Angry residents march for audit

ANGRY Moira Shire residents will stage a protest march through Cobram on Monday and then lodge a petition demanding an independent audit of the council’s finances and operations.

More than 20 ratepayers have said they will march before the petition is handed to council staff.

The march will move from the edge of town, through the shopping centre and end at the council offices.

Disgruntled ratepayers have gathered a 1097-signature petition.

Those who have signed include the council’s former chief financial officer, Adrian Pawar.

They had hoped to hand in the petition at the most recent council meeting, but they claimed they had been gagged from speaking about their concerns.

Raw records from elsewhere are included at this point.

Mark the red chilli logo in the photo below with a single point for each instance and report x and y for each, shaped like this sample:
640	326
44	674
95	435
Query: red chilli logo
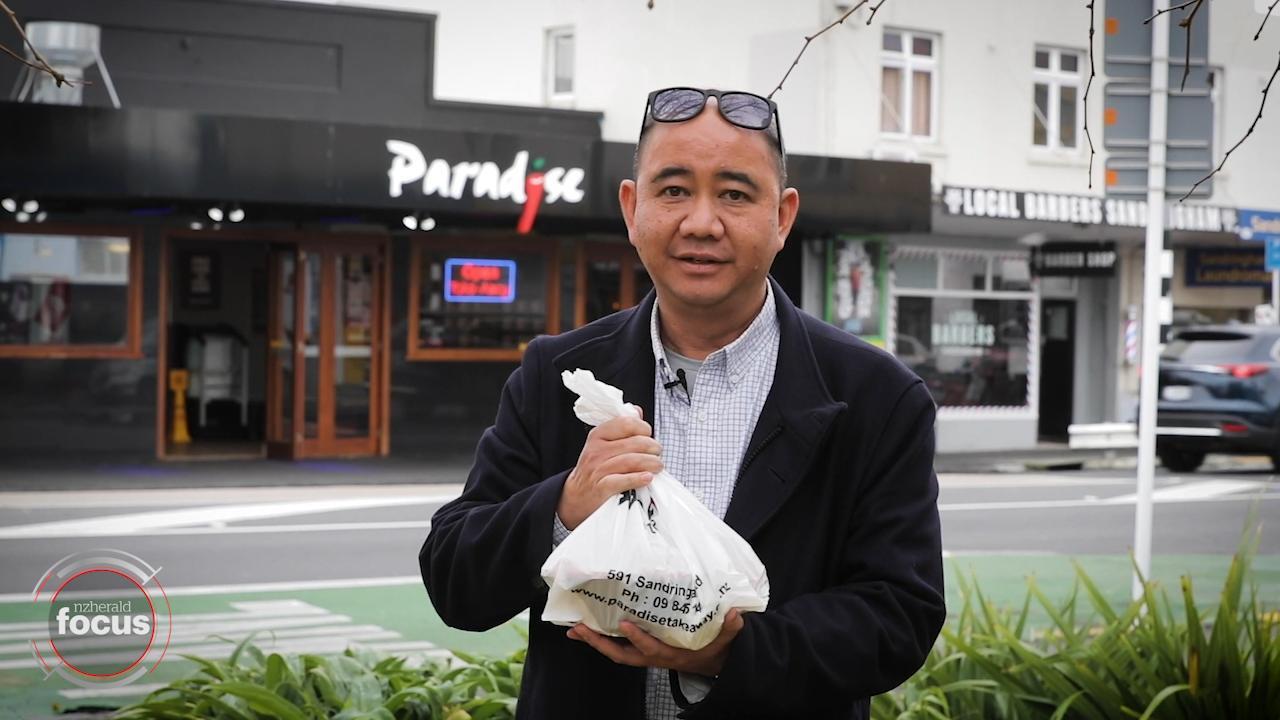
534	187
109	619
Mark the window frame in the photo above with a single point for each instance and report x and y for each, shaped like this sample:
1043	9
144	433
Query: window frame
1055	78
1032	296
464	245
910	63
549	57
132	347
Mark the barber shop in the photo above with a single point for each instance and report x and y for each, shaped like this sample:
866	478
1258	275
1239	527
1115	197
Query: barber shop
215	249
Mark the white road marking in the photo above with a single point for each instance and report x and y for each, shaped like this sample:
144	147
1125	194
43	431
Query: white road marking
169	497
1061	504
977	481
1203	490
247	588
219	529
288	625
124	691
138	523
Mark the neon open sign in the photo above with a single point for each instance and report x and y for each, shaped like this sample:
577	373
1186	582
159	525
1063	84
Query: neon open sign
469	279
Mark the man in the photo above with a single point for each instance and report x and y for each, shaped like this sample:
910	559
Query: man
814	446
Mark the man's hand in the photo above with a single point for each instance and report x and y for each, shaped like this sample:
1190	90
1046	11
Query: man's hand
618	456
647	651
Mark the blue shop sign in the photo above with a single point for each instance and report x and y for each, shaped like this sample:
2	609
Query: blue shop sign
1226	267
1274	254
1258	224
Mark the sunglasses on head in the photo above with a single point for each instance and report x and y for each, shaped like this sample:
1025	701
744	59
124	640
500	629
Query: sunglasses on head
743	109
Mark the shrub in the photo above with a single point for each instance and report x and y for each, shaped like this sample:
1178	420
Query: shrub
359	683
1150	660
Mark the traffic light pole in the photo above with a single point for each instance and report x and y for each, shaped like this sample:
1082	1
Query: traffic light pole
1156	309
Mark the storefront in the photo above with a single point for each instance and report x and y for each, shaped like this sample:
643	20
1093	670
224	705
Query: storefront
1022	308
209	274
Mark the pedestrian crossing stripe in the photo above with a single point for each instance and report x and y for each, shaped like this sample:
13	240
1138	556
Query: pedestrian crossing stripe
279	625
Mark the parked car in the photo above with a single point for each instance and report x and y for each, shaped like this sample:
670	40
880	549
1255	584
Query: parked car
1219	392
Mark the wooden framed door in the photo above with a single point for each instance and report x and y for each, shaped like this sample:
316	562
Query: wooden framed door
325	369
609	277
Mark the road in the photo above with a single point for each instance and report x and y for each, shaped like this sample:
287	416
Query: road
328	565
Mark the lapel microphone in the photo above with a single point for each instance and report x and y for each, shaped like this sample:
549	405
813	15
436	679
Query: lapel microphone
679	381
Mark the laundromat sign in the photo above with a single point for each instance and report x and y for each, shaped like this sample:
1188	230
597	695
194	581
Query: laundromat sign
1080	209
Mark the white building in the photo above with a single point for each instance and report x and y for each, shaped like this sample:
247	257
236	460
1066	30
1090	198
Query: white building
991	95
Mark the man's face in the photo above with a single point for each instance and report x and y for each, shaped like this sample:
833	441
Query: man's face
705	212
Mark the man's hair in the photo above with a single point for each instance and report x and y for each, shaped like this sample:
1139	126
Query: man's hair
771	133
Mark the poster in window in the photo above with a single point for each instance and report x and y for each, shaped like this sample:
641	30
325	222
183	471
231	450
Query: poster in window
855	292
200	281
16	311
969	351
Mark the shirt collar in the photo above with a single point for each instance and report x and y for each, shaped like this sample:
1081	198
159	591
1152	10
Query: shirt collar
740	354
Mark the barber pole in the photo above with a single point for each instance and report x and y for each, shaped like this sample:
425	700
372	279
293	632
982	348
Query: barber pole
1132	347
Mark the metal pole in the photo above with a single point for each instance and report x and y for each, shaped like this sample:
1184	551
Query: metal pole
1275	297
1152	301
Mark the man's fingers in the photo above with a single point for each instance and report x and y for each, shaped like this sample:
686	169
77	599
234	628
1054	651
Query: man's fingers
648	645
630	463
635	443
613	484
621	654
621	428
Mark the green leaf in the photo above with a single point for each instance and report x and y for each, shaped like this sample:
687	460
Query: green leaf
260	700
1165	693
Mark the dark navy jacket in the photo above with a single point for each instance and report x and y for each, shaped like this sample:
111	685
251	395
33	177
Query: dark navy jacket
836	493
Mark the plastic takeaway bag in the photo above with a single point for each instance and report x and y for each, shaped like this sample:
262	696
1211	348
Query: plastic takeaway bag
654	556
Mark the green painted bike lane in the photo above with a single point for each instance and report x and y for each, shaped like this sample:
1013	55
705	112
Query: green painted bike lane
406	611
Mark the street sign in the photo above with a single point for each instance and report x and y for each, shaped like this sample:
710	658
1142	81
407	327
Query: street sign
1127	128
1257	226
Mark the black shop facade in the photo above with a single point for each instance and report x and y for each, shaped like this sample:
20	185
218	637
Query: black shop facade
195	286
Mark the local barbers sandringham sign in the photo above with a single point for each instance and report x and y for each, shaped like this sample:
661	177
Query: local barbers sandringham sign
1080	209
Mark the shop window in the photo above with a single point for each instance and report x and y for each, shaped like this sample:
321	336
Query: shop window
1056	113
560	65
69	295
909	95
481	300
969	336
964	272
915	270
1014	274
856	287
609	278
969	351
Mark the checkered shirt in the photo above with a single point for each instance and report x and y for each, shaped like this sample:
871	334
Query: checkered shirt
704	436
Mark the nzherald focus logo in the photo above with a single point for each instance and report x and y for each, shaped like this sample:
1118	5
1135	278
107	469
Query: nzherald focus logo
109	620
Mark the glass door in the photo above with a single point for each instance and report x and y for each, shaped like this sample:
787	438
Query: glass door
325	373
609	278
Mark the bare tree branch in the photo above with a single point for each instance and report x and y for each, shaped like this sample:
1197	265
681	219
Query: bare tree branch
1187	24
1247	133
809	39
1087	87
40	64
1170	10
1257	35
874	9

“Our walk will be silent,” Mr Pawar said.

“But it will be symbolic of a community that is united in its cause to demand the council immediately implement the independent probity audit in accordance with the standing and valid council resolution of February 17 this year.”

It was unanimously agreed to by councillors, but was shelved a month later on legal grounds.

The council’s new chief executive, Mark Henderson, recently said the audit call appeared to fall outside protocols recommended by Local Government Victoria and would be difficult to implement.

But Mr Pawar said “the council “should be capable enough to understand the difference between its internal audit that is scheduled — and called for by their audit committee — and the independent probity audit that the residents of Moira shire are clearly and overwhelmingly calling for”.

Local Government Minister Tim Bull is retaining an arms-length approach to Moira.

He is placing his faith in Mr Henderson putting the shire back on track.

“The new chief executive will understandably need to take some time to observe the practices and processes in the council and to make any necessary improvements,” Mr Bull said.

“I understand the council has requested a probity audit be undertaken.

“This is an appropriate decision of the council and both the council and the chief executive should be allowed the opportunity to consider and respond to the findings of the audit.

“This is an internal audit by the council of which I, in my capacity as the minister for Local Government, have no role.

“Any community concerns about the management of the Council should be raised with the new chief executive.”